From what I’ve seen so far, there is a very broad spectrum of how companies in general are approaching AI. Some are approaching it being very open with security being very much in the backseat. The others have swung all the way to the other side. They’re saying, ‘AI is dangerous until proven otherwise.’ As with most things in life, the answer is somewhere in between. I think that’s where the balance ends up. And so I assume the same thing will happen with agentic AI. There are some that will rush into it and put security as an afterthought in order to try to get as much learning as possible, as quickly as possible. There’ll be others that are going to wait for [the early adopters] to figure out all the things that go wrong and all the ways in which you can mess it up. And they’re going to wait and try to learn from that so they don’t have to learn from it on their own, in their own environments. And then everything in between. I think the right answer, though, in a lot of cases is going to be setting up pilots in controlled environments that are secure—where you’re testing out the capabilities and the controls at the same time you’re testing out security. And then all of that is done in concert, in an integrated fashion. That’s the right way to do it. And then we’ll see all the other variations of it as well.

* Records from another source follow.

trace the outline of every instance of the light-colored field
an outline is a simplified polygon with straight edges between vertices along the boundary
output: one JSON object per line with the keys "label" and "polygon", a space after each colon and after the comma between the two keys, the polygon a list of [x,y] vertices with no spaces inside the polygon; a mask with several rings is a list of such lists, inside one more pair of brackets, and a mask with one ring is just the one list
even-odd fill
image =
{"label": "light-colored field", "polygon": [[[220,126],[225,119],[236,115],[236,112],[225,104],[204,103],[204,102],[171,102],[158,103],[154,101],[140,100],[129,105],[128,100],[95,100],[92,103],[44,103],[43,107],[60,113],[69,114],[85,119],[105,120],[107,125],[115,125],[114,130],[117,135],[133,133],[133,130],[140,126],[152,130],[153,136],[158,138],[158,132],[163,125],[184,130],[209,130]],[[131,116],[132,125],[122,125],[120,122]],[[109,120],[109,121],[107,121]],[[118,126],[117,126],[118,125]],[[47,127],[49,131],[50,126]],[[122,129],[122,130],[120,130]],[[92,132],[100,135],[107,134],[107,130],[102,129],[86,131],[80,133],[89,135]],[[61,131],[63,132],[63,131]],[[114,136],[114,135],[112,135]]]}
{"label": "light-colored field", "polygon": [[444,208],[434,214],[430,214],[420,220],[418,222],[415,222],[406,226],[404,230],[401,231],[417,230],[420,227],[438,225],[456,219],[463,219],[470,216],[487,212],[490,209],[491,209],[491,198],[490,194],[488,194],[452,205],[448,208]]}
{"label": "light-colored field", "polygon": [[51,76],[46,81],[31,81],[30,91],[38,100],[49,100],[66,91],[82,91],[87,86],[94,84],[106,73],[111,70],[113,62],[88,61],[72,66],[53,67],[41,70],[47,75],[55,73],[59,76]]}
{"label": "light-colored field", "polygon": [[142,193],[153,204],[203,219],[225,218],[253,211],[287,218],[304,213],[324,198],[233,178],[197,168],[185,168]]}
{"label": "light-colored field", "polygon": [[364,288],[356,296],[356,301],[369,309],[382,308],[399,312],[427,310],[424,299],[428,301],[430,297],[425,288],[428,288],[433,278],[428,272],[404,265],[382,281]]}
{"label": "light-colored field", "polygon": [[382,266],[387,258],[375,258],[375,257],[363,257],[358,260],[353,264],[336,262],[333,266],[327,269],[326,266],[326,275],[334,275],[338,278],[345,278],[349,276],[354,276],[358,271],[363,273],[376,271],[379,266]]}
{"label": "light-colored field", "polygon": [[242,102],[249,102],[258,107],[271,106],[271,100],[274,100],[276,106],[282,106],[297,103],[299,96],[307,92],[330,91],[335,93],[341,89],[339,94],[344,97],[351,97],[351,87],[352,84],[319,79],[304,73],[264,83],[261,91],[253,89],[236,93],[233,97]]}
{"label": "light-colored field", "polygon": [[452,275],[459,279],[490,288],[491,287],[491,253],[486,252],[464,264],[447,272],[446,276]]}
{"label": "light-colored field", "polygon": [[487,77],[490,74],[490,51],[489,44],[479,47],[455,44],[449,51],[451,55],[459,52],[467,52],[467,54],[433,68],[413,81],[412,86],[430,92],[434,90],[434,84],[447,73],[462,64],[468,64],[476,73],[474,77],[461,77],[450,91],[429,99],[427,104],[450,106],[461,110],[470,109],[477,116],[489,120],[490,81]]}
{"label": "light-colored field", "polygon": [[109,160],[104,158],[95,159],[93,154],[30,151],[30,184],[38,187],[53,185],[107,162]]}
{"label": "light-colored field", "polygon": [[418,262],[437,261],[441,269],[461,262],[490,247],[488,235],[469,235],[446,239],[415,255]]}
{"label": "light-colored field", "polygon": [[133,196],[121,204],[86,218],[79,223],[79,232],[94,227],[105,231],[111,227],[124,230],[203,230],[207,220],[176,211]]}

What are some takeaways from your efforts around driving platformization for customers and partners?

I think with platformization, what’s often overlooked is it really matters how you build the platform. Platforms are a technical thing, or at least they should be. They’re not a consolidation of stuff. They’re an integration of capabilities to make them better. In just about everything you see in our announcements, it’s not just, ‘Hey, here's a new thing.’ It's, ‘Here’s a new thing. It’s amazing. And here’s how it integrates into one of our platforms in order to be better.’ We were just talking about email because it’s integrated into XSIAM, it allows us to leverage all this other data that’s already being analyzed that we can now apply toward email. We don’t have to re-ingest it. The exposure management we just announced—[that is] taking all the same data feeds that we’re using for the SOC and now applying it to a proactive security approach. And so when you think about platformization and action in the context of Cortex, we’re leveraging all of this incredibly useful data, and applying it to a new security challenge. That is an element of platformization in action. It’s not just that we added something—it’s that we integrated it. In network security, it’s very similar—the announcement around Prisma Access Browser integrated with AI security is an example where we’re integrating capabilities together to solve a problem that is otherwise really difficult to solve for customers.